A goiana Marília Mendonça, de 22 anos, é a voz do momento no Brasil. Em uma ascensão meteórica desde que lançou seu primeiro disco, em 2016, a cantora agora se consolida como o maior fenômeno da música popular dos últimos tempos. Em números absolutos, ela superou o furacão Anitta, deixou para trás as estrelas internacionais que dominam a parada de sucessos global e hoje suas gravações tocam mais nas rádios e serviços de streaming de música do País que o maior hit do ano passado, a latina “Despacito”.

Conhecida como rainha da sofrência por falar de temas como traição e dor de cotovelo, Marília lidera um movimento que coloca em evidência mulheres como Simone & Simaria e Maiara & Maraísa, toda integrantes do que ficou conhecido como “feminejo”. O ritmo domina a trilha sonora de festas deste verão, à frente de axé, funk e pop nas listas dos DJs que bombam nas baladas. “Como diz a música que eu canto ao lado das minhas parceiras Maiara e Maraísa, ‘você tem que aceitar que elas vieram para ficar’”, diz Marília a ISTOÉ.

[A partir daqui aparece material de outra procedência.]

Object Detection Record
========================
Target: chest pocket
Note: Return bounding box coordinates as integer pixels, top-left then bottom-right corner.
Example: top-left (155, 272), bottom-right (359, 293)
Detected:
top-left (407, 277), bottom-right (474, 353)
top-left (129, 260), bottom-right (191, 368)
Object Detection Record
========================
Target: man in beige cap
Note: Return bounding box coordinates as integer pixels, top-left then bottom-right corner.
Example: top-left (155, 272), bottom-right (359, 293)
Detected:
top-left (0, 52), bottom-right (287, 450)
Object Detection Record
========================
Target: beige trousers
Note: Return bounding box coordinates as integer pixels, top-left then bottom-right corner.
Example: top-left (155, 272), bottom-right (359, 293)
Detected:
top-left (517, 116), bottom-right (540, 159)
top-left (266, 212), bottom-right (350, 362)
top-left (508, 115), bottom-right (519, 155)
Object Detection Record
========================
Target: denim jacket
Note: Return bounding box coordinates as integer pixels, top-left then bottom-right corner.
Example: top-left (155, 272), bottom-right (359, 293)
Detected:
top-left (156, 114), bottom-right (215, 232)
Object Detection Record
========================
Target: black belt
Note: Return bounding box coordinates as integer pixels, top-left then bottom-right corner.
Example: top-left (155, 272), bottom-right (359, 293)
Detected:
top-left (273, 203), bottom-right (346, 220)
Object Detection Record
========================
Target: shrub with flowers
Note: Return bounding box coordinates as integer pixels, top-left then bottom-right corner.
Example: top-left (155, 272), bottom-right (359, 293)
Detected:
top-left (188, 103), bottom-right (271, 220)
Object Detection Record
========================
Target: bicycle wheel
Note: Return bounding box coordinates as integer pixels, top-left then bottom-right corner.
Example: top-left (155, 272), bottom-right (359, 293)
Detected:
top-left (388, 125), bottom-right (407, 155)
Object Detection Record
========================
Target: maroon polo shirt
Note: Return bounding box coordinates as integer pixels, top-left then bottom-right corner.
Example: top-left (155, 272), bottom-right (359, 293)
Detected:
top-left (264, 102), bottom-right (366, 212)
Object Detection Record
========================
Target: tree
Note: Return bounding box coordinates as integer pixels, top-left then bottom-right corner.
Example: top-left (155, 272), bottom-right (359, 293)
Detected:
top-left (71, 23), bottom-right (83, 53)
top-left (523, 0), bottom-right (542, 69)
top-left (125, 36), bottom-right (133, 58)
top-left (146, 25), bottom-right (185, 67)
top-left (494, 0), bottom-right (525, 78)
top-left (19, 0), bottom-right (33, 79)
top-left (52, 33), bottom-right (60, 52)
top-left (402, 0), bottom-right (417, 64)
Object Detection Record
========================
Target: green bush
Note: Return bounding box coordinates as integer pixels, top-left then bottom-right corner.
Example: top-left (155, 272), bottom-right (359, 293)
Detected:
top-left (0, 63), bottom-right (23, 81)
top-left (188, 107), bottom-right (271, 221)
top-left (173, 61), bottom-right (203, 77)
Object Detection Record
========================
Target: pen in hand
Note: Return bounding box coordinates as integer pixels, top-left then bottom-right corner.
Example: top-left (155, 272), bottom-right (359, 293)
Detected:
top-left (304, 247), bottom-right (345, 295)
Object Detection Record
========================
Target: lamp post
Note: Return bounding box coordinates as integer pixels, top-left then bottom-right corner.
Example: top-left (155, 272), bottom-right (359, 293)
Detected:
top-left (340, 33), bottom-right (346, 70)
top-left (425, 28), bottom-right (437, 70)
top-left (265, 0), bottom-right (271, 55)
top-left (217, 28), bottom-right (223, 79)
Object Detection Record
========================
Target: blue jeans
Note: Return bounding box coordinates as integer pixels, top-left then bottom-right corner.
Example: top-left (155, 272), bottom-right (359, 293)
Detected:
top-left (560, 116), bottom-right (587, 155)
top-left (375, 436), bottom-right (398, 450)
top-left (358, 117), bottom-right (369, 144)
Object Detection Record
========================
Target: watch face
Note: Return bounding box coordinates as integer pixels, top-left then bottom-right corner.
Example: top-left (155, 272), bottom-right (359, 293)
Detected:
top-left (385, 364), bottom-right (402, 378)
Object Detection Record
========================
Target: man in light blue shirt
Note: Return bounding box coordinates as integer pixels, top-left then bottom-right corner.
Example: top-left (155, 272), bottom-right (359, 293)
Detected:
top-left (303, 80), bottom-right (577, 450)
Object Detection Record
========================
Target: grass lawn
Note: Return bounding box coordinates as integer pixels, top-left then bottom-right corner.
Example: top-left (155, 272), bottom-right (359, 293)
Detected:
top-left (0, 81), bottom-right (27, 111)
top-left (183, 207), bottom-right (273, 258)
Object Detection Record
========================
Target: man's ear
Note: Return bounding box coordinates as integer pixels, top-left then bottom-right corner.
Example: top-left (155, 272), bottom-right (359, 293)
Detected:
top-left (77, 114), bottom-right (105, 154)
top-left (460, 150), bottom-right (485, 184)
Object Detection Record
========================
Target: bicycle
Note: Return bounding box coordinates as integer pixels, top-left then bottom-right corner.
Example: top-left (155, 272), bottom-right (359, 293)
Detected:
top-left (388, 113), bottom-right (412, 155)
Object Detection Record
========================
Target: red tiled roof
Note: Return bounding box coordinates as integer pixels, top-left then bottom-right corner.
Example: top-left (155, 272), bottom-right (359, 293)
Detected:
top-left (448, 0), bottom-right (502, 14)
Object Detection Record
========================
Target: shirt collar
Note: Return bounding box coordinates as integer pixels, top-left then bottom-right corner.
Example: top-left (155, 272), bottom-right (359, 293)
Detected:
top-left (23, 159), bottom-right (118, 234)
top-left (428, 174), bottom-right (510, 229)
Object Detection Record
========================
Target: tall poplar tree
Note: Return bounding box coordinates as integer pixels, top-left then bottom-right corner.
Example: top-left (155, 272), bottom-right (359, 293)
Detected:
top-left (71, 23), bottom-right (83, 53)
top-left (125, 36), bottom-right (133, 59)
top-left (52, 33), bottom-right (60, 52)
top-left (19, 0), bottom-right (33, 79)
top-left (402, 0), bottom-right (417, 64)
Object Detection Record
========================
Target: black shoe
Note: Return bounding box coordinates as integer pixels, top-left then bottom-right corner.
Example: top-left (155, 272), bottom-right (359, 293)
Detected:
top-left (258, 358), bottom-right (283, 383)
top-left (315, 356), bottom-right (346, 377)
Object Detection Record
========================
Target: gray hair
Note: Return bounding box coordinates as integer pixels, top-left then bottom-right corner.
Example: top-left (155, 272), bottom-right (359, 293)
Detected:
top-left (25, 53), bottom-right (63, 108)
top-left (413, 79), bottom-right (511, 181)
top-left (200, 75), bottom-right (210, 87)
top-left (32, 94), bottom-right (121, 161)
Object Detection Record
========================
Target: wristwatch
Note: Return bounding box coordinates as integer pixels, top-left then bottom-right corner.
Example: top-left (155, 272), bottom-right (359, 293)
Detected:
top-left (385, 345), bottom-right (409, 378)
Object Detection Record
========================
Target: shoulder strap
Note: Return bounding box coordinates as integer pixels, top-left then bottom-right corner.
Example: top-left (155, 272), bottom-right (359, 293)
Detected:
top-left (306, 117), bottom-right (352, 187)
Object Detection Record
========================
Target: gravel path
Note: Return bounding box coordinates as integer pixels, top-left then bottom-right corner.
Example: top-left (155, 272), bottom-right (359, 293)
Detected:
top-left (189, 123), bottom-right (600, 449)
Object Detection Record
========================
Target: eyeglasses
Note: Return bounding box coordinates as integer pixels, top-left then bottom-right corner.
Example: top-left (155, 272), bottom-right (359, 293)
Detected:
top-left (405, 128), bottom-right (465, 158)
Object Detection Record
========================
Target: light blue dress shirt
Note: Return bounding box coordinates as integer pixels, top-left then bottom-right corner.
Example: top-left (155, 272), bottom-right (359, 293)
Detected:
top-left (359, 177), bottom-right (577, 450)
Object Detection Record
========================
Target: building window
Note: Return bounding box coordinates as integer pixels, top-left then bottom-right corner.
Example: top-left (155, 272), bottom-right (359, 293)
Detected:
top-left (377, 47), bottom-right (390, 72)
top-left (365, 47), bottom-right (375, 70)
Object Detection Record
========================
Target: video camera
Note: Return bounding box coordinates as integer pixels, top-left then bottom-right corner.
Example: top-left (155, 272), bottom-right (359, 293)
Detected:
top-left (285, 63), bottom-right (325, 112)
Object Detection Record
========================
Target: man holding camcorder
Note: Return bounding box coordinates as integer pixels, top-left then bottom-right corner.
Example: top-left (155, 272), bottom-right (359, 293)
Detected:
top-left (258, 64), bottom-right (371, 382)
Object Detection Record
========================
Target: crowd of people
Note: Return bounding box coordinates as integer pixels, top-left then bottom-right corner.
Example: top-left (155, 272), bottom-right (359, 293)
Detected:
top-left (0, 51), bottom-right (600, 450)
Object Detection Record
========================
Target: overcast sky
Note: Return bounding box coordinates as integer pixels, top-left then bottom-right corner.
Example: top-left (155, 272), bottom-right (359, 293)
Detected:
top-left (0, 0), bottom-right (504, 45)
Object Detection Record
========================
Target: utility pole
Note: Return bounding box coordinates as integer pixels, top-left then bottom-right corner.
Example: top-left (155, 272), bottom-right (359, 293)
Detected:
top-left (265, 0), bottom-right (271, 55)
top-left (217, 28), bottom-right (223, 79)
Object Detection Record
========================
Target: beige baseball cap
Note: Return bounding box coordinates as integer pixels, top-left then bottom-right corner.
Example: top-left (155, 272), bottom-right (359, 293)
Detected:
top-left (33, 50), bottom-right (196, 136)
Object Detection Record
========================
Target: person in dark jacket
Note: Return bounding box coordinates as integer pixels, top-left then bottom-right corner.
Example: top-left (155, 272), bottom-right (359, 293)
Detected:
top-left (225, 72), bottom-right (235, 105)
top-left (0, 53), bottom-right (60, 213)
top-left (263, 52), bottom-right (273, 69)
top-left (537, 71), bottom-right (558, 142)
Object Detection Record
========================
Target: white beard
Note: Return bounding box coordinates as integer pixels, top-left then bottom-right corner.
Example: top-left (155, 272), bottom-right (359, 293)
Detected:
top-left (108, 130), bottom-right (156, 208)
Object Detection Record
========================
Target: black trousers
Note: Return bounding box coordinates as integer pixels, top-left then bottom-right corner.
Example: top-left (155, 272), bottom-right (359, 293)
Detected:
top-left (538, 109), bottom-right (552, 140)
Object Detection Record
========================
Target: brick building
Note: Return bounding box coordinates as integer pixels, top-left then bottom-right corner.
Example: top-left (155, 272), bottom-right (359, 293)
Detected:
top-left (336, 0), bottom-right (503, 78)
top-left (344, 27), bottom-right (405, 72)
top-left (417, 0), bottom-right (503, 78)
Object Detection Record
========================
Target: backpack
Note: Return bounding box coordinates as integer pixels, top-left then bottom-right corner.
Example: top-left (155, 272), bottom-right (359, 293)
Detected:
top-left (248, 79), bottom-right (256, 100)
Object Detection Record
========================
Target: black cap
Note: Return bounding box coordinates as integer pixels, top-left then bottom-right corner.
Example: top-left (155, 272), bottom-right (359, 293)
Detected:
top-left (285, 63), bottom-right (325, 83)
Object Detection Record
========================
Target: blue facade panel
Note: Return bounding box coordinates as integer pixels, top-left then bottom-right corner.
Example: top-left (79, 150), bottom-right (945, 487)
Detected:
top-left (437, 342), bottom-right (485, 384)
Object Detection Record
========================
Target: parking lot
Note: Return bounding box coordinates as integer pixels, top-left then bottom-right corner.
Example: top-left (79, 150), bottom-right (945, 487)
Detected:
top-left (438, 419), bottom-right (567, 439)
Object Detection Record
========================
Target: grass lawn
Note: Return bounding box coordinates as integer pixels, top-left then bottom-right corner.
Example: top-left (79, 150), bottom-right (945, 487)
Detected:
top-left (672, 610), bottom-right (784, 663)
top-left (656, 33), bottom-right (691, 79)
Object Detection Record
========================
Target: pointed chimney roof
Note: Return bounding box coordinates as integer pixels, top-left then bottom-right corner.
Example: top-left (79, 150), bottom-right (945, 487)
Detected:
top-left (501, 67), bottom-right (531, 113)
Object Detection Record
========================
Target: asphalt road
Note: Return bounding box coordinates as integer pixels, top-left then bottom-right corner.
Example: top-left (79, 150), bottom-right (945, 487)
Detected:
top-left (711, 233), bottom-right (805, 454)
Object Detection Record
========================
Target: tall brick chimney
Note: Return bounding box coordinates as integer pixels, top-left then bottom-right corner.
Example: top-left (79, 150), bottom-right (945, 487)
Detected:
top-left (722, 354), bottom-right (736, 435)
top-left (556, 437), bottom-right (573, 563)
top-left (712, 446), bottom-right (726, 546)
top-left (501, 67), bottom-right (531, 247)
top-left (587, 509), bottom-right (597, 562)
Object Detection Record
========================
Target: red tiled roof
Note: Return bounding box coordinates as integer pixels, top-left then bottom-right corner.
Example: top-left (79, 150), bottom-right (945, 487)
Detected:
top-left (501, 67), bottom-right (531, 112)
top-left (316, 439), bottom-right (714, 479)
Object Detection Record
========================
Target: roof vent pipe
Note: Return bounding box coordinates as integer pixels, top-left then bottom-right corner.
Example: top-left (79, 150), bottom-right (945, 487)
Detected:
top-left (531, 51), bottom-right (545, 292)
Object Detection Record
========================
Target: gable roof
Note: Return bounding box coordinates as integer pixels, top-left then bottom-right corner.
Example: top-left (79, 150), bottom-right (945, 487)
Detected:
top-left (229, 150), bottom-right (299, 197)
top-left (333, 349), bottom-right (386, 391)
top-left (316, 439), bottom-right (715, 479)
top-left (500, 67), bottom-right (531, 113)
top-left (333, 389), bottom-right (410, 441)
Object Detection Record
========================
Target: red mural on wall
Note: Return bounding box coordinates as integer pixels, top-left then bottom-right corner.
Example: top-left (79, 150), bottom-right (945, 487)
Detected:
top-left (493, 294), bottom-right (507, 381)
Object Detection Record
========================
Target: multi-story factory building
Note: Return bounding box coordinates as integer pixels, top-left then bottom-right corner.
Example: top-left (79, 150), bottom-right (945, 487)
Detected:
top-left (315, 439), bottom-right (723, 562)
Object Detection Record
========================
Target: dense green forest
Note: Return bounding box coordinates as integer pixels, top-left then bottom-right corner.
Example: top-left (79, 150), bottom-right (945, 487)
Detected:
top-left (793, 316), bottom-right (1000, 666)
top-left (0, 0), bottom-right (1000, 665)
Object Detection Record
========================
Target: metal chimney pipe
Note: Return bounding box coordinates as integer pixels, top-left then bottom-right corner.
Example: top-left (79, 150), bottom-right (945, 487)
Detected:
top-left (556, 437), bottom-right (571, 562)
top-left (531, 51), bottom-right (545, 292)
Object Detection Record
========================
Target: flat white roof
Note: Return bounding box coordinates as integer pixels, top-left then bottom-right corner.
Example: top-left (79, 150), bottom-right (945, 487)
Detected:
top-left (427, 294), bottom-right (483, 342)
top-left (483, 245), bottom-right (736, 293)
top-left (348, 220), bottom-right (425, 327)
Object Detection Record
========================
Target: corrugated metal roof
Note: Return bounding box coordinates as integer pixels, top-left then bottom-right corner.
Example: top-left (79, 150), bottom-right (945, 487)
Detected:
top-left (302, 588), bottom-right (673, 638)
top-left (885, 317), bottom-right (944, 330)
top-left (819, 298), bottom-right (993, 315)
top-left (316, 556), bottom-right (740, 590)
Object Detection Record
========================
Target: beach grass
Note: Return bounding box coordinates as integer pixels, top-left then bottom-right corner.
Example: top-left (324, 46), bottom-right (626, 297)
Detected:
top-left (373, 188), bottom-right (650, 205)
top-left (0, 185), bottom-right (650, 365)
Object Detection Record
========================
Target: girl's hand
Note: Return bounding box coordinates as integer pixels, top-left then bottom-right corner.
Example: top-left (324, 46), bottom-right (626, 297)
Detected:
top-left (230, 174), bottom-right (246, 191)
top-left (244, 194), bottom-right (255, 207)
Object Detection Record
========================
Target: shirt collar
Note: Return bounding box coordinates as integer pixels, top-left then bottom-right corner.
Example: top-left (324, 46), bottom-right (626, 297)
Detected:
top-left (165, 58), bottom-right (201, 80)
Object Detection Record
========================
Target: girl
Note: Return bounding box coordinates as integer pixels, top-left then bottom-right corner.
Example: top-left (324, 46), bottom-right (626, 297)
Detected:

Ela, por enquanto, está ficando. Foi a cantora brasileira mais acessada no YouTube em 2017, gravou seu primeiro DVD ao vivo em um show para 40 mil pessoas em Manaus e cumpre uma agenda de shows capaz de percorrer Guarapari (ES), Tamandaré (PE) e João Pessoa (PB) em apenas três dias. Para Marília, uma das explicações desse sucesso é dar voz às mulheres: “O público feminino não tinha as suas experiências expostas nas composições. Era sempre o lado masculino da história”, afirma.

Ainda que a explicação dela faça todo o sentido em tempos de empoderamento feminino, não [e apenas de fãs mulheres que vive o “feminejo”, preferido também pelo público masculino. No site de um dos 125 fã-clubes dedicados à estrela é comum encontrar mensagens de rapazes que se dizem loucos por ela e que têm o sonho de tirar uma foto com a musa.

Poética da farra

A atual preferência do público por artistas como Marília Mendonça e suas colegas de “feminejo” mostra que a música sertaneja encontrou um pico de popularidade graças a uma inédita renovação de valores ligados à questão de gênero, o que acompanha uma tendência de comportamento da sociedade em outros campos.

No caso da música sertaneja, é evidente a identificação dos ouvintes com os temas retratados nas letras. “A pessoa já passou pela mesma situação ou conhece alguém que já passou”, diz Marília Mendonça, referindo-se ao que canta em sucessos como “Traição não tem perdão”, “Amante não tem lar” ou “A gente não se aguenta”.

Ainda que as desilusões amorosas prevaleçam, a mensagem é de esperança. “As canções são otimistas, falam do encontro, da conquista”, diz o historiador Gustavo Alonso, autor do livro “Cowboys do Asfalto – Música sertaneja e modernização do Brasil”. É o que ele chama de “poética da farra”, o que inclui extravasar as mágoas, muitas vezes com a ajuda de um pileque, como em “Loka”, de Simone * Simaria com Anitta, que fala sobre uma noite de balada.

A dominância do sertanejo também passa por sua facilidade em se misturar a outros gêneros. MC Kevinho, um dos principais representantes do funk paulista, agora canta ao lado de Naiara Azevedo, outro nome importante do “feminejo”. Wesley Safadão começou a carreira cantando forró,mas agora aderiu ao acordeão e fez parcerias com Luan Santana e Matheus & Kauan.

Até o carioca Nego do Borel também entrou na onda, cantando “Esqueci como namora” ao lado de Maiara & Maraísa. Esse sentimento de união se reflete na maneira como a maior parte do público consome toda essa produção musical: sem preconceitos. Isso explica também a forte penetração do sertanejo atual em ambientes antes refratários ao sotaque caipira por serem redutos do axé, do funk e do pop internacional.

O tempo costuma dar o devido crédito aos grandes artistas. Milionário & José Rico foram questionados por incorporar gêneros alheios à música caipira. Hoje, são lendas. Duplas mais novas, como Chitãozinho e Xororó e Zezé di Camargo e Luciano, com visual e influência dos artistas americanos, foram repudiados pelos conservadores.

Agora, é comum que artistas mais novos reinterpretem canções como “Evidências”, já consideradas clássicas. Movimentos de inovação costumam se alternar com outros que valorizam a tradição da música sertaneja. “Isto é o Brasil, com suas fusões e hibridismos”, diz Alonso. Na música, as diferenças são aceitas de maneira natural.